= Francis Dewes =

Chicago brewer and millionaire

Francis Joseph Dewes (April 8, 1845 - December 21, 1922) was a Chicago brewer and millionaire. Born in Losheim, near Trier in Prussia on April 8, 1845, he was the son of Peter Dewes, a brewer and member of the German parliament. Francis Dewes emigrated to the United States of America in 1868 and settled in Chicago. There he found employment as a bookkeeper for established brewing companies such as Rehm and Bartholomae and the Busch and Brand Brewing Company. After rising through the ranks, he founded his own successful brewing firm—F. J. Dewes Brewery Company—in 1881, which would become City Brewing Company in 1898. Shortly thereafter Dewes took over the presidency at the Standard Brewery.

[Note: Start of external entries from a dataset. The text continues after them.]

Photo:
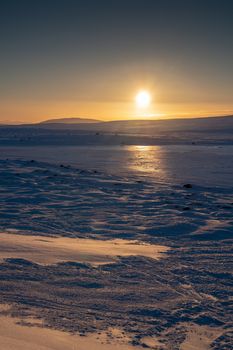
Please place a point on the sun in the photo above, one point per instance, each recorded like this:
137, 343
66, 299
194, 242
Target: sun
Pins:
143, 99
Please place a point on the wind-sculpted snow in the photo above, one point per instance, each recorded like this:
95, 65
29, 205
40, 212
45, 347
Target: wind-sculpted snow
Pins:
175, 300
61, 200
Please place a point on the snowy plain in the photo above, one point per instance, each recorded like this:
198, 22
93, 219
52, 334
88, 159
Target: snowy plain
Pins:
178, 196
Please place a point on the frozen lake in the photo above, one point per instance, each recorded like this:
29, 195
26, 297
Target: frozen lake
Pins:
201, 165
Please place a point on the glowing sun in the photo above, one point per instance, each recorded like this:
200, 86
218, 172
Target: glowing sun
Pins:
143, 99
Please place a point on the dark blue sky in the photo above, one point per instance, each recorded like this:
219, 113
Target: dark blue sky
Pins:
97, 52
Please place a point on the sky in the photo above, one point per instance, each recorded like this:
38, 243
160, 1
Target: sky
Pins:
89, 58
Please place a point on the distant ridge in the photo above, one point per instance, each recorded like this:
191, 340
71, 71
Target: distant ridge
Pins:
73, 120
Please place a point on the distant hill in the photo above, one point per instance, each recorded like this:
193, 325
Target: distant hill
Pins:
70, 121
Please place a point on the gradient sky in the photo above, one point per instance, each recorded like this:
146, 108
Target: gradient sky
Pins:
89, 58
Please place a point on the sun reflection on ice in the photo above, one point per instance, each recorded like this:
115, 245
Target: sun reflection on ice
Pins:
148, 159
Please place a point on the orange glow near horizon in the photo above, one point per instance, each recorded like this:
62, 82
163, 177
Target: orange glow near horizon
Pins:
36, 111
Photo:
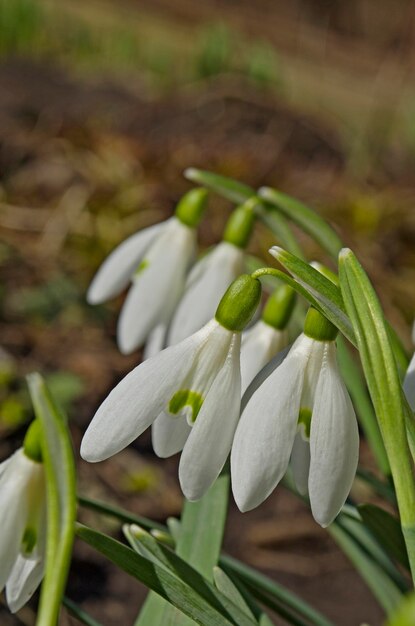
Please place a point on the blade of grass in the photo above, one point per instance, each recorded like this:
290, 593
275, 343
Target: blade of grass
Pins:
303, 216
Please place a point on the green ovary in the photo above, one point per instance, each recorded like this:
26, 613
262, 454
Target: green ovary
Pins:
29, 540
304, 418
186, 398
141, 267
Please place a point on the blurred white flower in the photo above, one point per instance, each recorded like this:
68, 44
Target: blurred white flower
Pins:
302, 409
206, 284
23, 523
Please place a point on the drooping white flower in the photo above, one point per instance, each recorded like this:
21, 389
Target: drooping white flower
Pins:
268, 336
212, 275
206, 284
301, 410
191, 392
156, 261
23, 523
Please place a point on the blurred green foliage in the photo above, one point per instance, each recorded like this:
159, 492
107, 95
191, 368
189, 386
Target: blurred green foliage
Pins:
50, 31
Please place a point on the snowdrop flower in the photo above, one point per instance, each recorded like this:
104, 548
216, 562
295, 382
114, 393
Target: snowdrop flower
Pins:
263, 340
302, 409
409, 380
212, 275
156, 261
22, 521
190, 391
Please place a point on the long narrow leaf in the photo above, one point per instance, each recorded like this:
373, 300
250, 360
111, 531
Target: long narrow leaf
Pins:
307, 219
81, 615
321, 289
199, 600
365, 413
258, 583
226, 187
118, 513
61, 499
384, 385
387, 530
387, 594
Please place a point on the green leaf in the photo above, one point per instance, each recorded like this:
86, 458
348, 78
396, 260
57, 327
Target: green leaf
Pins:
384, 385
304, 217
228, 588
350, 520
279, 227
383, 489
386, 528
199, 600
200, 539
272, 594
358, 392
61, 499
322, 293
226, 187
81, 615
405, 614
384, 590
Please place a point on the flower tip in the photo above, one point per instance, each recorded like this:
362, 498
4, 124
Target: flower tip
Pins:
276, 251
344, 252
263, 192
89, 452
124, 342
93, 297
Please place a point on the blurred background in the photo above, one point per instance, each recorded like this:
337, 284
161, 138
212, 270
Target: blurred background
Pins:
103, 104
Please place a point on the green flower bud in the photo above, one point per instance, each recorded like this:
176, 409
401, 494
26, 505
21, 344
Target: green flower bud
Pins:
317, 327
32, 444
239, 226
190, 207
239, 303
279, 307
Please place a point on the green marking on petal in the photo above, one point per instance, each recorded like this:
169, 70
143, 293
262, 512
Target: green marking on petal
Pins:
189, 398
29, 540
304, 418
142, 266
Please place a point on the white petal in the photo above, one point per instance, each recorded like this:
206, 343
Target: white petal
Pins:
300, 463
266, 431
409, 383
139, 398
116, 271
169, 434
334, 443
199, 302
23, 581
155, 341
263, 375
14, 508
210, 440
259, 345
157, 288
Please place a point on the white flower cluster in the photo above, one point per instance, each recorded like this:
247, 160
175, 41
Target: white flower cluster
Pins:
190, 392
23, 523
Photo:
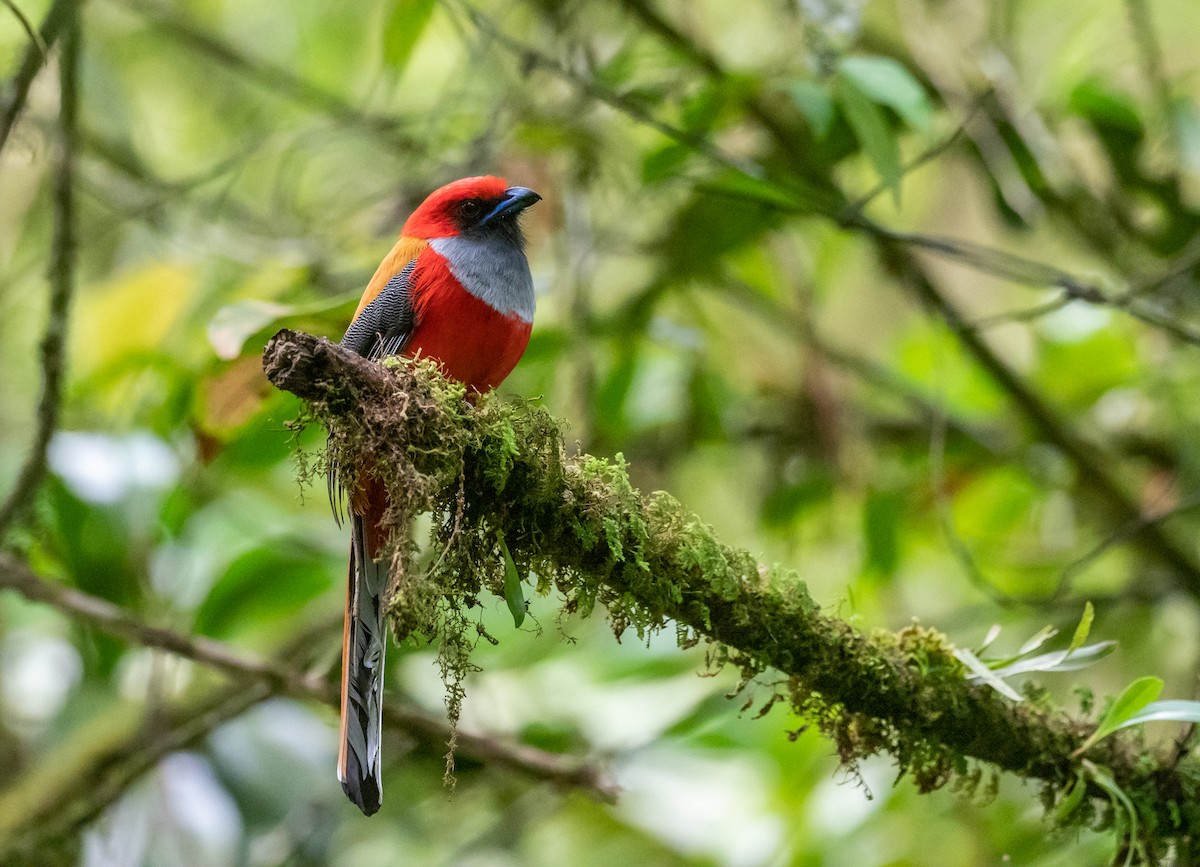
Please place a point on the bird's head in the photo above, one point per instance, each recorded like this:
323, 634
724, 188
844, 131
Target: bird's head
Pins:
473, 208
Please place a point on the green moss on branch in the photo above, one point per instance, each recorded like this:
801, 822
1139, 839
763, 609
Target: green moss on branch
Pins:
579, 525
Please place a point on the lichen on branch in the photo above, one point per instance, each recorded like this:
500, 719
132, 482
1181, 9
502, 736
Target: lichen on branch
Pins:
495, 470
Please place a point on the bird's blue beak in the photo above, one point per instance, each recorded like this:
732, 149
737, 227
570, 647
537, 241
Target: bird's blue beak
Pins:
516, 199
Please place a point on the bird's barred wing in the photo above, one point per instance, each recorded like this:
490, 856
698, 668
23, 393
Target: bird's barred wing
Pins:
381, 328
384, 326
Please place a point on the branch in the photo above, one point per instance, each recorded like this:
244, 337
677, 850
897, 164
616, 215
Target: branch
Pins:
582, 528
31, 63
1093, 470
63, 256
187, 722
271, 77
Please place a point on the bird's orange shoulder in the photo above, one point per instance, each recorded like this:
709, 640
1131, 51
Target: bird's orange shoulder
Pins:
405, 251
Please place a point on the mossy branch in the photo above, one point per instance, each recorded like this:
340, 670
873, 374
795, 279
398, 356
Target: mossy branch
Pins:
577, 524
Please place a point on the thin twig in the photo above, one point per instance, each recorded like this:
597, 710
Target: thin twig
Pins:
31, 63
1093, 470
61, 274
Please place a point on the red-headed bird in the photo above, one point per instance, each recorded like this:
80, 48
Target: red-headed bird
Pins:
456, 287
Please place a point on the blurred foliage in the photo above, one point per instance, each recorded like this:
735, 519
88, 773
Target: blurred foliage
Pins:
719, 300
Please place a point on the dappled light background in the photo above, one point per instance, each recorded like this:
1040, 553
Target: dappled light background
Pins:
736, 291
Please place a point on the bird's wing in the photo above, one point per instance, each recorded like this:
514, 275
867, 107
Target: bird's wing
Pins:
384, 324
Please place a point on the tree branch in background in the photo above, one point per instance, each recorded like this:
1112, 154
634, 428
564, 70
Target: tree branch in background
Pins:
31, 63
257, 680
1093, 470
577, 524
63, 259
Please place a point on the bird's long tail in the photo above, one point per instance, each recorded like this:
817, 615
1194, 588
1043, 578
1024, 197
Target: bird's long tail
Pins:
364, 644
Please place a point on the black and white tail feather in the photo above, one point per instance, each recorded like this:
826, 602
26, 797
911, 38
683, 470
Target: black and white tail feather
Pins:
363, 664
381, 329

In 1896, Adolph Cudell and Arthur Hercz built a German baroque mansion for him at 503 West Wrightwood Avenue in Lincoln Park, Chicago, that became the Chicago landmark Francis J. Dewes House. His brother Carl Dewes had the house next door at number 509 built in a similar style.

Francis Dewes also donated the ten-foot-tall statue of Alexander von Humboldt, which was sculpted by Felix Gorling, that stands in Humboldt Park.

He died in Chicago on December 21, 1922.